With soldiers from all ranks being killed Fabian Ware believed that men should be buried in War Cemeteries near to the battlefields where they fought and died, in graves side by side with no difference from each other in terms of Rank, Race or Religion. With the American government willing to pay for the repatriation for any family who wanted their loved ones who served in the military to be brought home and with the French government bringing home every soldier to be either returned to the family or to be buried in a grave on French soil the British government came under increased pressure from Mothers, Wife’s and families of loved ones to bring home our British Soldiers.
Wealthy families that had connections because of their position in society, was at the beginning of the war locating the bodies of their loved ones and repatriating them. This soon created ill feeling towards the government, as one mother put it “this country took my son to war so this country should bring him home”. It was of situations of this nature that the idea of Fabian Ware’s War Cemeteries got overall approval from the government and the people in general.
Many junior officers were drafted from public schools like Eton and Harrow, as officers they were expected to lead from the front, and as the result of this the rank of officer seen more casualties than any other rank in the British army which also led to devastating numbers of schools losing pupils that were eligible to be drafted, with Eton losing 1/5 of its pupils that fought in the war.

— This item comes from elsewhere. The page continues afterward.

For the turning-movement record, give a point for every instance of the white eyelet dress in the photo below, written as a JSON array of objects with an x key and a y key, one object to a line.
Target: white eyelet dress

Within the walls of one of the most famous churches in the world, Westminster Abbey, lies in the middle of the nave near the main entrance, the tomb of the unknown warrior. The tomb consists of a slab of Belgium marble in the floor, beneath of which is buried a soldier who is unknown, only to god. This soldier was chosen randomly from four bodies which were dug up from battlefields on the western front and buried here on 11th November 1920. His coffin made from an Oak Tree from the grounds of Hampton Court and rests in soil from the battlefields of France with the Brass inscription in the Marble from melted down ammunition shells. On the day of the state funeral of this soldier there was 100 Victoria Cross veterans as guard of honour with mostly women in the congregation as these were the most affected by the loss of the men.